BALLADE ANGLAISE : P.SELOS
BALLADE ANGLAISE
A la fin des années cinquante, en Angleterre
J’ai dû faire un séjour pour raison linguistique.
Les anglaises d’alors n’étaient pas délurées
Et les adolescents sentaient le presbytère.
Ma logeuse vivait au sud ouest de Londres,
Une banlieue paisible aux coquets pavillons
Le gazon bien tondu rasé chaque semaine,
Immuable rituel strictement respecté.
Bien qu’on fût au mois d’août, la Manche était houleuse
Et j’arrivais malade au tout dernier ferry.
Pour m’achever j’eu droit à manger ma salade
Copieusement noyée au sucre-mayonnaise.
C’était chez une veuve aux charmes demeurés
J’y fis la connaissance d’un très vieux colonel,
Modèle « Armées des Indes » avec short assorti
Dont le portrait s’ornait d’une énorme bacchante.

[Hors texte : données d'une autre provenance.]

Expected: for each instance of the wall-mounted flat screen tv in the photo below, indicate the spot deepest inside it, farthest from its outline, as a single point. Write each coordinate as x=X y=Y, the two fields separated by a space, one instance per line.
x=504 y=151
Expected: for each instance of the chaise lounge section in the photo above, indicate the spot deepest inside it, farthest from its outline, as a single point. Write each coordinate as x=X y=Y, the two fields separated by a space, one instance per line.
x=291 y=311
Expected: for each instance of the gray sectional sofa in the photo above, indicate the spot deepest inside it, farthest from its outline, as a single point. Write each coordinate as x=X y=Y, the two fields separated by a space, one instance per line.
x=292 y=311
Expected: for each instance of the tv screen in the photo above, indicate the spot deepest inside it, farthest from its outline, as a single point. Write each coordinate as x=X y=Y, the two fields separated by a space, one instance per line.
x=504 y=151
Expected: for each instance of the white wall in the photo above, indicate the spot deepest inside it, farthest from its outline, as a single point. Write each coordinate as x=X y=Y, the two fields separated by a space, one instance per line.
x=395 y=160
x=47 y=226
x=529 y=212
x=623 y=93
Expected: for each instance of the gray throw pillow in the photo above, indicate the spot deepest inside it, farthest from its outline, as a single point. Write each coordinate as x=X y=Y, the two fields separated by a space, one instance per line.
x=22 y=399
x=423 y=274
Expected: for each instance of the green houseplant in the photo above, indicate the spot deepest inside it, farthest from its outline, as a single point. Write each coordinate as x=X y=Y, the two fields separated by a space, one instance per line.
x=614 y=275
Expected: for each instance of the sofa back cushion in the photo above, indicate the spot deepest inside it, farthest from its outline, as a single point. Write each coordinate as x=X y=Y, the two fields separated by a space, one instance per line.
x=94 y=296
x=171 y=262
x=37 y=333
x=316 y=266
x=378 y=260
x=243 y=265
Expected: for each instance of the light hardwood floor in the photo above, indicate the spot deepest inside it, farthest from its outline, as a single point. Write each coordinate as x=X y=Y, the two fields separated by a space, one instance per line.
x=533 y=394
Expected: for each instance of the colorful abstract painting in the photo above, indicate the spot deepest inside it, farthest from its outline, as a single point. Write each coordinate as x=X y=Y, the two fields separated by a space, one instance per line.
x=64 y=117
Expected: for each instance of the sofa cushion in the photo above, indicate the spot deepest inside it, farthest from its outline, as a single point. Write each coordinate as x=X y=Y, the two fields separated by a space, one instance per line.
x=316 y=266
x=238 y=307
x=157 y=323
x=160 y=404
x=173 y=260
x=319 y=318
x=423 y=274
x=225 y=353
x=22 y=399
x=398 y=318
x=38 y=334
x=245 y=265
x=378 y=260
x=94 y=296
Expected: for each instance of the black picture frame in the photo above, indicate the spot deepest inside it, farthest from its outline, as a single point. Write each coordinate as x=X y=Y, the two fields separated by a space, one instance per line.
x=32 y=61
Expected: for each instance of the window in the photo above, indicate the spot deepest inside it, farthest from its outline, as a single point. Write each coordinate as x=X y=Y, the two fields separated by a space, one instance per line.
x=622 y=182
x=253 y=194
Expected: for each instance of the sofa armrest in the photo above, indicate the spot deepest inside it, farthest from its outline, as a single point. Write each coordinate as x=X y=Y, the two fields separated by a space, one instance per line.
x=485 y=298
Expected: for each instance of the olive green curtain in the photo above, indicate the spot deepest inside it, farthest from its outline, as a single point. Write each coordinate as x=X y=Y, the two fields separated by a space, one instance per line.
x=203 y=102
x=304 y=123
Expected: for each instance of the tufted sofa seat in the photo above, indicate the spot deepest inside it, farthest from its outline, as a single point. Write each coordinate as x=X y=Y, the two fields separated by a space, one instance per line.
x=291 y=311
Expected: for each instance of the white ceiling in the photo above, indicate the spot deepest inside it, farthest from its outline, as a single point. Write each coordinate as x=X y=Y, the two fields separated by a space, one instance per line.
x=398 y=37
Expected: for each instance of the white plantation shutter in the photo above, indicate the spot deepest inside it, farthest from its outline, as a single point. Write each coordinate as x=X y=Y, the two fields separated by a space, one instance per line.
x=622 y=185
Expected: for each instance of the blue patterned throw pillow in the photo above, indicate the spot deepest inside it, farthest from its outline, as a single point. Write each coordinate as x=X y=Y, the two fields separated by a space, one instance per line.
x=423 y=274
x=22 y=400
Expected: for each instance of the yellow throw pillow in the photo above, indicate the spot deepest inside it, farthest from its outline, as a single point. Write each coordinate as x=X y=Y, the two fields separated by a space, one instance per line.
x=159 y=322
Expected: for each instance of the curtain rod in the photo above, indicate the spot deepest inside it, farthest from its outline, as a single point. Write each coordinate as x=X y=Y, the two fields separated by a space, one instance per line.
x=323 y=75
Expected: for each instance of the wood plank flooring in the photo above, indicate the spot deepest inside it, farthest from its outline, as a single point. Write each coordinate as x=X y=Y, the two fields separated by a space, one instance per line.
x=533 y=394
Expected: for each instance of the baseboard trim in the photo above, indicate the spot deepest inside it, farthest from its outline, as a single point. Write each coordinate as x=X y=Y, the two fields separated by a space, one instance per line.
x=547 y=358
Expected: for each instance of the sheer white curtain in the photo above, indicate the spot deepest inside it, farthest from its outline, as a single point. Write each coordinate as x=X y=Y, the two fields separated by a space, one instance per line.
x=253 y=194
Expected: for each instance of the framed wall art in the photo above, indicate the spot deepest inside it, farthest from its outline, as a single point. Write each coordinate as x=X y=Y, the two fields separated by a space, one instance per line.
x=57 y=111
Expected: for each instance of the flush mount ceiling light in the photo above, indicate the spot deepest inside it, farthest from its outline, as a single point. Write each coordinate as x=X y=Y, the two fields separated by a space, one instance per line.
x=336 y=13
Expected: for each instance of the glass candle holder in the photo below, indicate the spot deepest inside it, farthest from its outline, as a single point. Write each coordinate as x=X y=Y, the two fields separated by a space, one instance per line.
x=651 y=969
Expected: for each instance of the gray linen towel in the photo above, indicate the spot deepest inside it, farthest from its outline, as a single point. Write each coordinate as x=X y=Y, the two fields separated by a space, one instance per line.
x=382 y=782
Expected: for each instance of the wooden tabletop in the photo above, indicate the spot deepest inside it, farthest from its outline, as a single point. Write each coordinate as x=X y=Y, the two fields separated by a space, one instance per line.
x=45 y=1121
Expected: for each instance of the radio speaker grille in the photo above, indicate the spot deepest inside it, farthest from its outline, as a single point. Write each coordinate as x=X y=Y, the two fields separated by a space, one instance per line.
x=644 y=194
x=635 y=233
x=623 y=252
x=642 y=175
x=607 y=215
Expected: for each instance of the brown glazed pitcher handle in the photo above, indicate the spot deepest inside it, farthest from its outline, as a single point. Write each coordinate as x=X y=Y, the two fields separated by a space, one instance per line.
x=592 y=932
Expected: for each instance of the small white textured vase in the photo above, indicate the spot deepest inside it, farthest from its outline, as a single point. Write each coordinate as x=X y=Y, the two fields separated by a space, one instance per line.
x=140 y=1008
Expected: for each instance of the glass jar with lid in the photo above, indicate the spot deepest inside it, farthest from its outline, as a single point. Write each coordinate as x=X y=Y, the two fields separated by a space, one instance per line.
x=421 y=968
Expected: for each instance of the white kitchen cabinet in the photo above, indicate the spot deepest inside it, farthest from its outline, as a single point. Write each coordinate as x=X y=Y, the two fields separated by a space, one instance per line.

C’était un grand pêcheur de truites saumonées
Qu’il payait au kilo en bassin d’élevage,
J’ai dû les cuisiner de toutes les façons
Pour pouvoir échapper à la monotonie.
Je parvins par ce biais à parler mieux l’anglais
Et ma réputation gagna le voisinage.
Je devins le « french cook » et ce rôle me plut
Et l’on me regretta le jour de mon départ.
Le savoir vivre étant encor très victorien
Et parler d’uriner étant des plus vulgaires ;
On faisait donc son eau dans les « waters closed »,
C’est faute de pouvoir que mourut son époux.
Le bilan que je fais de ces quatre semaines
Dans ce pays si proche et lointain à la fois
C’est d’avoir découvert ses étranges coutumes
Loin du monde latin si différent du leur.
On y boit le porto, le soir, après minuit,
Accompagné de « slices of bred with cucumber »
Et d’autres gâteries des plus originales
Qui heurtent le palais du français que je suis
Qui n’a jamais goûté l’étrange marmelade
Sous le nom de « Marmite » n’a pas subit d’épreuve.
Ça tient du consommé de bœuf et de chutney
Relevé en final d’un brin de céleri.
Albion a le secret d’une « bouffe » immangeable
Fabriquée à la base avec de bons produits.
C’est un don inhérent à la Grande Bretagne
Et pour y parvenir ça confine au miracle.